For instance, it was asked whether GTB had diverted any funds and if so to whom? Since banks rarely divert funds themselves, the categorical answer was a bland negative. It would have been far more pertinent to ask whether RBI’s inspections have ever thrown up irregularities involving Ketan Parekh and First Global Finance and they would have been in for a surprise.

Former GTB officials say that the RBI annual inspection of GTB in 1999-2000 had clearly documented irregular lending to First Global as well as Ketan Parekh and several others. It had pointed to large write offs, evergreening of accounts and raised several questions about investment companies belonging to the promoter group of GTB.

It had pointed to the fact that these investment companies mobilised large sums of money by way of share application and convertible debentures and used that money to buy shares of GTB. Not only did RBI higher-ups bury the inspection findings, but seemed in an unseemly hurry to grant GTB an insurance license. Would the JPC go into what happens when the RBI fails to act on its own reports?

Indications are that the JPC will wind up its long-drawn hearings by identifying two or three clear targets. These may include UTI, a couple of brokers, to some extent the GTB and some general comments about the regulatory bodies.

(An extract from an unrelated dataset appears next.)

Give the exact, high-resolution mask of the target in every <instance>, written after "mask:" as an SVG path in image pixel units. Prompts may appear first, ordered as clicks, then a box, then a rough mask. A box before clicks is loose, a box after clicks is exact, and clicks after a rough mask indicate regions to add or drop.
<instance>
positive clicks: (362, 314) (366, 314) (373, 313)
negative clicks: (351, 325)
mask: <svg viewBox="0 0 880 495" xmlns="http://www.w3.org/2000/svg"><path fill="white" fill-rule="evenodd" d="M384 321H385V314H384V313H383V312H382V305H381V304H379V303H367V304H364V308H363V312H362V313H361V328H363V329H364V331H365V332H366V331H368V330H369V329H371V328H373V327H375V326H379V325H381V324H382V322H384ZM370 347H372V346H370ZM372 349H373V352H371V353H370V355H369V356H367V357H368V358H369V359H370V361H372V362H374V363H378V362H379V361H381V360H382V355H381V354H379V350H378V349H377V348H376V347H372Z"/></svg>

Since the government has not made any attempt to even hasten the scam trial through a special court or to identify the scamsters and to prevent them from alienating their assets, chances are that nobody would be in a hurry to frame charges. Trials may not even start for several years. We thought the scam 1992 was audacious. The scam of 2001 was more so. We thought JPC 1992 was docile. The JPC of 2001 looks set to beat it hollow.